If you are reading this having just lost someone, first — breathe. You do not have to do everything today, and you do not have to do it alone. What follows is a gentle map of the practical steps, in roughly the order they tend to happen. Very few of them are urgent. Take them one at a time, lean on the people around you, and let the rest wait until you are ready.
In the first hours
Only a couple of things need attention straight away, and even these can be done calmly.
- Have the death formally confirmed. Who you call depends on where and how they died. In a hospital or hospice, the staff will take care of this and guide you. For an expected death at home, call their doctor or hospice. For a sudden or unexpected death, call emergency services.
- Tell those closest to you. Reach immediate family and closest friends. You do not have to tell everyone yourself — ask one or two people to help carry the news.
- Contact a funeral home when you are ready. A funeral director will bring the person into their care and gently guide what comes next. There is no need to rush — it is alright to sit with them a while first.
In the first days
- Register the death with the relevant authority, and request several certified copies of the death certificate — you will need them for banks, insurers, and government offices, and it saves time to have a few.

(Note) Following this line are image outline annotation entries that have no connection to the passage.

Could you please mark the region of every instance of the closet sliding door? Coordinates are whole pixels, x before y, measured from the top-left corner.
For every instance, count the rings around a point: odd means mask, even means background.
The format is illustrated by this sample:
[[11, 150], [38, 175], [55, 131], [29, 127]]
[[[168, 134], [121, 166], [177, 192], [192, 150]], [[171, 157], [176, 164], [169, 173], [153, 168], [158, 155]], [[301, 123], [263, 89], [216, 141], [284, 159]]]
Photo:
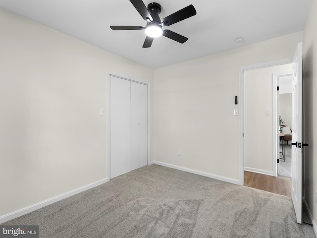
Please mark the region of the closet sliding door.
[[110, 77], [110, 178], [131, 171], [130, 82]]
[[110, 178], [147, 164], [147, 86], [110, 77]]
[[131, 170], [147, 164], [147, 86], [131, 82]]

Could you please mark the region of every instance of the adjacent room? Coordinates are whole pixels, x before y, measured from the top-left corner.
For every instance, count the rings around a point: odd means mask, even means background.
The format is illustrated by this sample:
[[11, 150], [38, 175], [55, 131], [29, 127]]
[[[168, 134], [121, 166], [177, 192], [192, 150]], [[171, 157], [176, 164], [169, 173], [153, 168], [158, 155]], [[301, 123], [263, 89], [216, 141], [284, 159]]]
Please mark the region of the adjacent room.
[[316, 16], [317, 0], [0, 0], [0, 231], [316, 237]]

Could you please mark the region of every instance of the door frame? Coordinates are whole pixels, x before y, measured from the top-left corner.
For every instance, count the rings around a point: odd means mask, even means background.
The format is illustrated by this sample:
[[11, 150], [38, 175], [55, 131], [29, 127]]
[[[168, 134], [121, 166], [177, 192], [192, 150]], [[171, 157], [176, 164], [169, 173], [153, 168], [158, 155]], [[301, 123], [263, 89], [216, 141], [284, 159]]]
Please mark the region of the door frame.
[[[292, 60], [293, 58], [286, 58], [243, 66], [240, 67], [239, 94], [240, 103], [239, 105], [240, 116], [239, 118], [239, 184], [240, 185], [243, 185], [244, 184], [244, 72], [259, 68], [291, 63], [292, 63]], [[274, 130], [273, 135], [274, 134], [276, 134], [276, 132]], [[273, 153], [274, 153], [273, 150]], [[273, 155], [273, 157], [275, 158], [275, 155]], [[275, 158], [274, 159], [275, 160]], [[275, 163], [276, 162], [276, 161], [275, 161]]]
[[107, 128], [107, 173], [108, 181], [110, 180], [110, 77], [113, 76], [117, 78], [130, 81], [130, 82], [134, 82], [138, 83], [145, 84], [147, 86], [147, 165], [151, 165], [151, 84], [149, 82], [145, 82], [139, 79], [134, 79], [129, 76], [122, 75], [120, 74], [116, 73], [112, 73], [111, 72], [107, 72], [107, 77], [106, 80], [106, 106], [107, 106], [107, 117], [106, 117], [106, 128]]

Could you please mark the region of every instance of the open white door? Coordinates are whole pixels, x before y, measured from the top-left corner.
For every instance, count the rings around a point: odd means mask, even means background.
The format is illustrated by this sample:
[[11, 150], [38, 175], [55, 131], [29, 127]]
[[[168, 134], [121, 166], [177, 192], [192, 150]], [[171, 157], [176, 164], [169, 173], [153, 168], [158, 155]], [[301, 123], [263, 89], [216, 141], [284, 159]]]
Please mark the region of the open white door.
[[292, 199], [302, 224], [302, 43], [293, 58], [292, 82]]

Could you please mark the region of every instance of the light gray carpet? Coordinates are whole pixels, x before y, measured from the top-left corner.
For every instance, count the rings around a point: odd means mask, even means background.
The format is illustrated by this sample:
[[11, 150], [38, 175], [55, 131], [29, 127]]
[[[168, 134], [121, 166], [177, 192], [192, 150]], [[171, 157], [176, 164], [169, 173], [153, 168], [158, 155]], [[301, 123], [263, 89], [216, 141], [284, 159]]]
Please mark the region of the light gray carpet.
[[290, 197], [154, 165], [2, 225], [48, 238], [315, 237], [295, 221]]
[[[282, 145], [280, 145], [280, 151], [282, 151]], [[282, 158], [280, 154], [280, 158]], [[279, 160], [279, 173], [278, 175], [291, 177], [292, 176], [292, 146], [285, 145], [285, 162]]]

- Look for any wishes they left — a will, a funeral plan, prepaid arrangements, or organ-donation wishes. These often ease the decisions ahead.
- Choose a funeral director to help you plan a service, however simple or personal you would like it to be.
- Care for what they leave in your keeping — dependents, pets, and their home. Secure the property and make sure anyone who relied on them is looked after.
In the weeks that follow
None of this is urgent. It unfolds over weeks, and much of it can be shared.
- Tell the wider circle — friends, colleagues, community. A memorial page can help here: one link that shares the news, the service details, and a place to gather.
- Notify organisations — their employer, banks, pensions, insurers, government offices and benefits, utilities, and subscriptions. Many governments offer a single "tell us once"–style service that notifies several departments at once.
- Begin settling the estate — the will, and probate if it is needed. A solicitor or the funeral director can point you to the right process where you live.
The exact legal steps — how a death is registered, who must be notified, and how the estate is handled — vary by country and region. Use this as a gentle overview, and check your local government's official "what to do when someone dies" guidance, or ask your funeral director, for the specifics where you live.
Looking after yourself
Grief is not an item on the list, and it will not wait its turn. In the middle of all these tasks, be gentle with yourself. Eat something. Sleep when you can. Let people bring food, make calls, and sit with you — accepting help is not weakness, it is how we get through. You do not have to be strong, or organised, or composed. You only have to take the next small step, when you are ready for it.
There is no right way to do any of this, and no schedule you are failing to keep. The person you loved would not want these first days to be a test. Take them slowly. The rest can wait.